Fara-7B is Microsoft’s open-source, agentic Small Language Model (SLM) designed specifically for computer-use tasks. The model perceives webpages visually and operates interface elements such as the mouse and keyboard to help users complete tasks like filling forms, searching for information, or booking travel.With only 7 billion parameters, it delivers top-tier performance in its size class and can run directly on local devices, reducing latency and improving privacy.Fara-7B is trained with synthetic data, enabling efficient task execution while emphasizing safety. It is currently released as an experimental version to invite community exploration and feedback, driving ongoing technological progress.

Key Features

1. Automated task execution
Operates mouse, keyboard, and other UI elements to help users accomplish various computer tasks such as form filling, information search, travel booking, and account management.

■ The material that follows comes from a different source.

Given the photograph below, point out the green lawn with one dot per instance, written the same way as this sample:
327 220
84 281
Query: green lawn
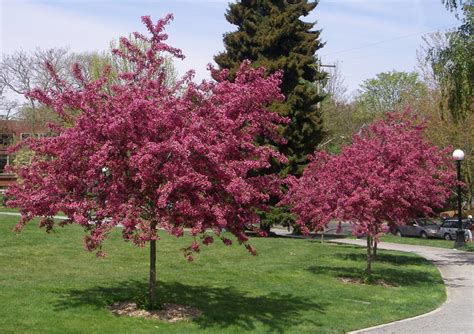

2. Visual perception and interaction
The model directly perceives webpage content and performs actions—clicking, scrolling, typing—by predicting coordinates. It operates solely based on screen visuals without requiring auxiliary information (e.g., accessibility trees).

3. User interaction and control
During task execution, Fara-7B pauses at critical moments—such as when encountering sensitive information or important decisions—to wait for user confirmation or additional input, ensuring full user control.

4. Privacy protection and safety
All operations are executed locally on the device, ensuring no user data is transmitted externally. Actions are run within a sandboxed environment and fully logged for auditability.

5. Efficient task execution
Thanks to an optimized architecture and training pipeline, Fara-7B completes tasks in fewer steps—making it more efficient and cost-effective than other models of similar size.

Technical Principles of Fara-7B

► Vision-based interaction
The model perceives webpages through screenshots and simulates human-computer interaction directly, without relying on internal webpage structures such as the DOM or accessibility tree.

► Synthetic data generation
To overcome the shortage of high-quality training data, Microsoft built a synthetic data pipeline that generates large-scale, multi-step task data from public webpages and task prompts—avoiding the high cost of manual annotation.

► Multi-agent system for training
During training, a multi-agent system solves synthetic tasks to generate demonstration data for supervised fine-tuning. This system includes a task planner, webpage operator, and user simulator, which work together to complete tasks.

► Single-model distillation
The complexity of the multi-agent system is distilled into a single model, allowing Fara-7B to operate independently and making deployment lightweight and simple.

► Enhanced safety mechanisms
Safety data is incorporated during training, enabling the model to refuse harmful requests. All actions are logged to ensure full user oversight and accountability.